Summa Intelligentiae: The Mechanics of Intelligence - How Machines Learn
Quaestio Secunda
02
The Mechanics of Intelligence
How Machines Learn
Every child learns the hard way that a stove is hot. Touch. Recoil. Remember. That loop of mistake, feedback, and correction is the essence of learning.
Machines learn the same way. Their burns are data points, not blisters. Each wrong answer becomes a small adjustment, a step toward being less wrong next time. Over time, this refinement begins to resemble intelligence.
Most systems follow instructions. Neural networks learn from errors. That’s what makes them powerful and, at times, unpredictable. So, if machine learning isn’t about writing rules but discovering them, what exactly does it mean when we say a machine has “learned”?
Insights to Expect
How neural networks actually "learn" from error and feedback
What weights, gradients, and backpropagation mean in practice
Why deep learning isn't intelligence but stacked abstraction
Why AI sometimes looks certain but isn't
How these mechanics explain AI’s unpredictability in business contexts
Early computers were rule-followers: perfectly obedient and entirely deterministic. These “expert systems” performed, and continue to perform, chained series of if-then logic functions. Faced with unstructured data, they fail fast and wait for correction.

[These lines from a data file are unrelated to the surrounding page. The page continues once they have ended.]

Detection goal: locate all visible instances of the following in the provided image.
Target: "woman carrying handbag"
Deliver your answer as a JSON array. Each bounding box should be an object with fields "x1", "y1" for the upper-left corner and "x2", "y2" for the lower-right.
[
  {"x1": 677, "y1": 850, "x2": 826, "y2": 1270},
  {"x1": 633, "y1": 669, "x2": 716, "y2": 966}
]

Machine learning flipped that script. Instead of programming every decision, we started showing systems examples, allowing them to find the relationships themselves. In neural networks, models predict, measure error (the loss), and adjust internal settings to refine and improve. This isn’t cognition, it’s calibration.
A three-layer network of neurons. [Source: Nielsen, M.]
Just as the burn and the lingering blister remind of the hot stove, so does a model's comparison to truth inform and adjust its future actions. This innovation in science and mathematics was the birth of systems that learned from experience, though “experience” means billions of examples and a lot of vector math.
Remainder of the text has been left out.